For removal of the device 1 from the fallopian tubes, the end 15d of the driver 15 can be located on the head 10 of the device 1, and the sheath 20 slid therealong to clamp the end 15d around the head 10. The device 1 can thereafter be unscrewed anti-clockwise from the proxi of fallopian tube and removed from the uterine cavity.

In the event that the device 1 cannot be unscrewed using the driver 15, hysteroscopic grasping forceps can be used to pull on the handle or wire at the end of the device 1 to dislodge it from the fallopian tube.

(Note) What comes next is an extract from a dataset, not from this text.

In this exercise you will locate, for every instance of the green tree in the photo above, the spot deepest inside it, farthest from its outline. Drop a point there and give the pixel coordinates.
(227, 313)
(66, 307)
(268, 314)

The invention has the following advantages:

1. It is suitable for out-patient treatment without general anaesthesia (cf. sterilisation at laparotomy or laparoscopy);

2. It leaves no external scars (cf. sterilisation at laparotomy or laparoscopy) ; 3. There is minimal if any risk of intra-abdominal trauma (cf. sterilisation at laparotomy or laparoscopy) ; 4. The screw-in device is unlikely to dislodge spontaneously or to migrate (cf. earlier pre-formed plugs) ; 5. Bilateral tubal occlusion can be achieved at one application (cf. formed in situ silicone plugs, sclerosing agents); 6. Contraceptive effects is immediate (cf. formed in situ silicone plugs, sclerosing agents); 7. Follow-up hysterosalpinogram to check for tubal occlusion is not required (cf. formed in situ silicone plugs, thermal coagulation, sclerosing agents); 8. Thermal damage to surrounding tissues isobviated (cf. thermal coagulation techniques); 9. Tubal recanalisation cannot occur (cf. thermal coagulation, sclerosing agents); and 10. The techniques may prove to be easily reversible following removal of the screw-in device (cf. most other methods).

Modifications and improvements may be incorporated without departing from the scope of the invention.